Identification and Mapping QTL for High Temperature Adult Plant Resistance to Stripe Rust in Wheat (Triticum aestivum L.).

Dipak K. Santra1, Meenakshi Santra1, Xianming Chen2, Kimberly G. Campbell2, and Kimberlee Kidwell3. (1) Washington State University, Crop & Soil Sci. 201 Johnson, PO Box 646420 WA St. Univ., Pullman, WA 99164-6420, (2) USDA-ARS Wheat Genetics, Quality, Physiology and Disease Research Unit, 209 Johnson Hall, Washington State University, Pullman, WA 99164-6420, (3) College of Agricultural, Human, and Natural Resource Sciences, Washington State University, 423 Hulbert Hall, PO Box 646243, Pullman, WA 99164-6243

High-temperature, adult-plant (HTAP) resistance to stripe rust from the winter wheat cultivars ‘Stephens' and ‘Druchamp' have protected wheat crops from this disease for nearly 30 years. The objectives of this study were to: (1) identify major QTL for HTAP resistance in Stephens and Druchamp through genetic linkage analysis; and (2) develop DNA markers for HTAP resistance genes for use in marker-assisted breeding. Mapping populations consisted of 101 recombinant inbred lines (RILs) from Stephens (resistant) x Michigan Amber (susceptible), named SMRILs and 100 RILs developed from Druchamp (resistant) x Michigan Amber (susceptible), named DMRILs. F5 F6 and F7 RIL derivatives were evaluated at one location in 1996, 1997 and 1998, respectively, whereas F8 and F9 derivatives were evaluated at four locations in 2006 and 2007, respectively. Mean values for infection type (IT), as well as area under disease progression curve (AUDPC) values for each RIL were calculated from disease data recorded on three different dates for each site year. The 101 SMRILs were evaluated with 258 SSR and 1 STS markers for genetic linkage map construction.
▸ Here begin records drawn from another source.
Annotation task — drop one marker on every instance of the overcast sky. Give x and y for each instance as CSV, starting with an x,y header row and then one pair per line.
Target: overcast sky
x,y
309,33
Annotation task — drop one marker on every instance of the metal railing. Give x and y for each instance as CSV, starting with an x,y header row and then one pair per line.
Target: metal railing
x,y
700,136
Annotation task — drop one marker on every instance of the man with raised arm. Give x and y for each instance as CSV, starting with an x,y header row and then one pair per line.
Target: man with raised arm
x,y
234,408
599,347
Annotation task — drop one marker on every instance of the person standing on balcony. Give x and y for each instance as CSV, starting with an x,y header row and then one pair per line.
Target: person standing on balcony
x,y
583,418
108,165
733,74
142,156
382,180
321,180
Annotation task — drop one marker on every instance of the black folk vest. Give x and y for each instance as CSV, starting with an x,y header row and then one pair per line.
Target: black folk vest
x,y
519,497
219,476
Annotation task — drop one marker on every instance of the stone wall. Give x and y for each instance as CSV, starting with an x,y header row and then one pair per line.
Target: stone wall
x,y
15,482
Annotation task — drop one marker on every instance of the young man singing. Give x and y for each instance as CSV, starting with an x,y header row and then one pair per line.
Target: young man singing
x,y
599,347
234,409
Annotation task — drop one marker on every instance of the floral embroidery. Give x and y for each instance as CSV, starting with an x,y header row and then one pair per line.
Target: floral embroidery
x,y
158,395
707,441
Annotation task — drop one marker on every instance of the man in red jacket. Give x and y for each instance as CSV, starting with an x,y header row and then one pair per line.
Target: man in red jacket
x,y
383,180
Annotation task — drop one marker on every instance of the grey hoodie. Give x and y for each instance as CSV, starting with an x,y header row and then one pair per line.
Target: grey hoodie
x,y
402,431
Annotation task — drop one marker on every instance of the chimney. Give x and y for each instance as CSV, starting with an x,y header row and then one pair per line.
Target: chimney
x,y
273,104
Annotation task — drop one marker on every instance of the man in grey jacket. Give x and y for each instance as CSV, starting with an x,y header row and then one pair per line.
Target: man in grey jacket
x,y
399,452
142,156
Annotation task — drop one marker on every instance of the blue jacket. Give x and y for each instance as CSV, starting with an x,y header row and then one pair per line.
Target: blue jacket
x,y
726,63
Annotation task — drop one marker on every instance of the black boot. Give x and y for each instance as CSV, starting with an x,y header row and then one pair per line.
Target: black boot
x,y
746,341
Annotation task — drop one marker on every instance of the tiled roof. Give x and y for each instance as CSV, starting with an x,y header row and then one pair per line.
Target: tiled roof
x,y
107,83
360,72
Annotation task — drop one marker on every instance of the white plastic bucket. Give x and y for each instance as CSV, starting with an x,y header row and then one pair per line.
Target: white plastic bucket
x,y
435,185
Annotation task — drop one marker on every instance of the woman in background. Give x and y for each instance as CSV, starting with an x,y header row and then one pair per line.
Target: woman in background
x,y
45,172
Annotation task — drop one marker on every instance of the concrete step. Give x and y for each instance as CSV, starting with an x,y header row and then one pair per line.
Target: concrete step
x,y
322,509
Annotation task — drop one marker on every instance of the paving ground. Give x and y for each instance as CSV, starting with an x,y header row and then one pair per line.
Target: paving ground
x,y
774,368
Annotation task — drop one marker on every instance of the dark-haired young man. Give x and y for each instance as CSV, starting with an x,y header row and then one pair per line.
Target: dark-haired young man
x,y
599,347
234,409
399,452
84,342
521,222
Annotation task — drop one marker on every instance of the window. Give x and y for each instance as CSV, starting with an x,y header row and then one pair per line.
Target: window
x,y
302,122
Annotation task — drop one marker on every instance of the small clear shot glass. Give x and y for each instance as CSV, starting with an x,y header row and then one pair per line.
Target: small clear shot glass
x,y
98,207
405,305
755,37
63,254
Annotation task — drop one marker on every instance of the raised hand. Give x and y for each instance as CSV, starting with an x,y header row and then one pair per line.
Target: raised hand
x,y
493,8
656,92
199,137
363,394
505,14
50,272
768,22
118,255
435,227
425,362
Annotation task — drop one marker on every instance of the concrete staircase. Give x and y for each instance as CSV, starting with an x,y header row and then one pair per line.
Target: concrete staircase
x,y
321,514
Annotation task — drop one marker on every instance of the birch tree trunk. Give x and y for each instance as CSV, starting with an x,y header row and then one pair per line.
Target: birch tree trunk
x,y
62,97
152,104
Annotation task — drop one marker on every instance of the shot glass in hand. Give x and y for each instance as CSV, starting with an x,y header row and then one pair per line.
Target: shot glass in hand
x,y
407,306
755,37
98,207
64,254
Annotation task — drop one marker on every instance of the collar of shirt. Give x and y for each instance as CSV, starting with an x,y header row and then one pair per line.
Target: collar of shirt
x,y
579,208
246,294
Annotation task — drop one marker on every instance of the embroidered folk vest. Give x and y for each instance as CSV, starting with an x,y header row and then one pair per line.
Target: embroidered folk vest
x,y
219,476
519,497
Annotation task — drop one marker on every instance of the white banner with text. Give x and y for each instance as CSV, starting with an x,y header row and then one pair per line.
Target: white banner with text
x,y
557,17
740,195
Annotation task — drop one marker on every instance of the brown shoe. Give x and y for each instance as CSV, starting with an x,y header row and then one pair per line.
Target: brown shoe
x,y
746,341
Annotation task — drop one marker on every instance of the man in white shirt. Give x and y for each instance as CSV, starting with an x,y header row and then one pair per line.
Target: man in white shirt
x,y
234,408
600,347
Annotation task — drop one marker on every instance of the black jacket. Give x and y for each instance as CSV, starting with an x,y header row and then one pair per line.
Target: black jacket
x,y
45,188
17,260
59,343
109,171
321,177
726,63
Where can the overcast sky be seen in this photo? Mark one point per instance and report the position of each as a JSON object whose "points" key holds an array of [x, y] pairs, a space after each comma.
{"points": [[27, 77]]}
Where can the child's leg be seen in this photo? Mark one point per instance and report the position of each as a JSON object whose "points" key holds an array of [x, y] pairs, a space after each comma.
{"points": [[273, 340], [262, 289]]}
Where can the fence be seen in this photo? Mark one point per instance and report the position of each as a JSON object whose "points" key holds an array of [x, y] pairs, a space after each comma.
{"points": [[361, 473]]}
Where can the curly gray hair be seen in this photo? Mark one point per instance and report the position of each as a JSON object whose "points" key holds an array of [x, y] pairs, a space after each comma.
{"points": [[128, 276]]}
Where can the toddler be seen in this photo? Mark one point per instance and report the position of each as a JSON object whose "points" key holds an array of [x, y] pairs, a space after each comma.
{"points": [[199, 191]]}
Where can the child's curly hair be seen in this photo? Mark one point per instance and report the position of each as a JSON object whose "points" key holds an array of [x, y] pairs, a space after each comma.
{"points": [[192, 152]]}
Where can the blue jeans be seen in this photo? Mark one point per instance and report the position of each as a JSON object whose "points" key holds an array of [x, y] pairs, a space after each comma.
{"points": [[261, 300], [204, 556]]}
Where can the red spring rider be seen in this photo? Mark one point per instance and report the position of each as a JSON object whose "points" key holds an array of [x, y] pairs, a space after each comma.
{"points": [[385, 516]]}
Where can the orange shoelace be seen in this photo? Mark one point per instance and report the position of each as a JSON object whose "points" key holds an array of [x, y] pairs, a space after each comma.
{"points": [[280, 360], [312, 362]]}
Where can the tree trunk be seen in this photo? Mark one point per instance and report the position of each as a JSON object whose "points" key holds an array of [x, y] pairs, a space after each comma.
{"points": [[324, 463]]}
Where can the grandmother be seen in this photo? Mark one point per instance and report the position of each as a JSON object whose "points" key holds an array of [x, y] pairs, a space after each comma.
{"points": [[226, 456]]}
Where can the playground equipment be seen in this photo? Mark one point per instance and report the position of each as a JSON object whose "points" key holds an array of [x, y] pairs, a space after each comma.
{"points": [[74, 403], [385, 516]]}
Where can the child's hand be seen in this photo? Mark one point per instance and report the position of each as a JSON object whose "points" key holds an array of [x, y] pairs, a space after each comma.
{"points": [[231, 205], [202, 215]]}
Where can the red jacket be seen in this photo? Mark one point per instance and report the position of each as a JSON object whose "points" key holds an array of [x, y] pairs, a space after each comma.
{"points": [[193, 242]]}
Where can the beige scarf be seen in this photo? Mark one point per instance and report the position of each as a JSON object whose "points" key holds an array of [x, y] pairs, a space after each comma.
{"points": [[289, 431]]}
Two QTL associated with HTAP resistance in Stephens were identified; however, variation in the level of significance of associations was detected among locations and across years. Q.htap-1 (LOD=6.45-13.66, R2 =0.23-0.44, P<0.0001) and Q.htap-2 (LOD=5.54-7.74, R2 =0.20-0.26, P<0.0001) were detected on chromosome 6B within a 9.4 cM region flanked by Xbarc101 and Xbarc211 and a 17.6 cM region flanked by Xgwm508.2 and Xgwm132, respectively. The 100 DMRILs were genotyped with 125 of 264 polymorphic SSR markers. The population is currently being genotyped with the additional polymorphic markers, and combined marker data will be used for linkage and QTL mapping. We intend to develop breeder friendly molecular markers for use in marker-assisted breeding strategies to efficiently incorporate HTAP resistance into regionally adapted cultivars.